This difficulty is why it's hard to use the Performance MMC to track real memory usage on a Terminal Server. It's also why people have not traditionally been good at estimating the actual memory requirements in the past.
The best way to use Performance Monitor in this case is to track trends. You'll need to watch several counters at once to see how they relate to each other when your system starts behaving poorly. Here are the counters that you should track:
The Working Set counter is actually a property of a process, not the system memory. Therefore, you'll need to select the process object. You'll see every running process listed, but selecting the "_Total" will give you the grand total, in bytes, of all the working sets of all processes on the system. When you check this, remember that this will not include the base memory, so you'll need to add another 128MB or so.
This counter tells you the number of times per second that a process needed to access a piece of memory that was not in its working set, meaning that the system had to retrieve it from the page file. From our analogy, this is comparable to when an employee needed to use a document that was at the offsite storage facility.
This counter is the opposite of the "Pages Input/Sec" counter. It tells you how many times per second the system decided to trim a process's working set by writing some memory to disk in order to free up physical memory for another process.

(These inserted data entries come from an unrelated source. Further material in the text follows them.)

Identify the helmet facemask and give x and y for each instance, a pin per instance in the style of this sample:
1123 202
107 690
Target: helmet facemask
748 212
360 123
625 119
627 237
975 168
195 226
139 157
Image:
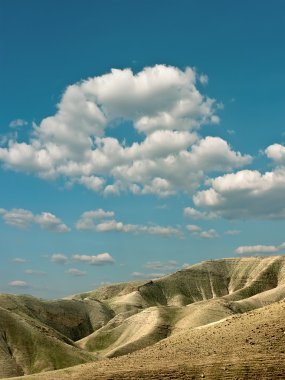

This counter tracks the amount of bytes that are free in the physical memory. Free bytes are ready to be used by another process. When memory is plentiful, these free bytes are used with reckless abandon, which is why you can't track this counter alone to determine memory requirements.
You should also track the number of user sessions you have on the system in order to have a reference point for what was going on.
So what exactly are you looking for? Start adding some users to the system by following the server sizing test process outlined in Chapter 5. One of the first things you'll notice is that the working set will grow at a very high rate. (Remember that the system doesn't bother managing it until physical memory starts running low.) You'll also notice that the Available Bytes counter will initially take a nosedive since the system freely lets processes' working sets stay in memory. At this point you'll see some activity in both the Memory Pages counters as new users log on, but nothing to be concerned about. (Spikes may be in the 200 range, but overall fairly low.)
As you continue to add users, you'll eventually notice that the working set counter starts to drop. This occurs when the physical memory starts to run low and the system has started trimming the unused portions of processes' working sets. The Pages Output/Sec counter will start to spike high (several thousand per second even) as the system begins writing those pages to disk. As you continue adding users, the Pages Output/Sec spikes will decrease, although the general trend will be that Pages Output/Sec will increase. This is to be expected, and the performance of your system will not suffer because if it. (Don't buy more memory just yet!)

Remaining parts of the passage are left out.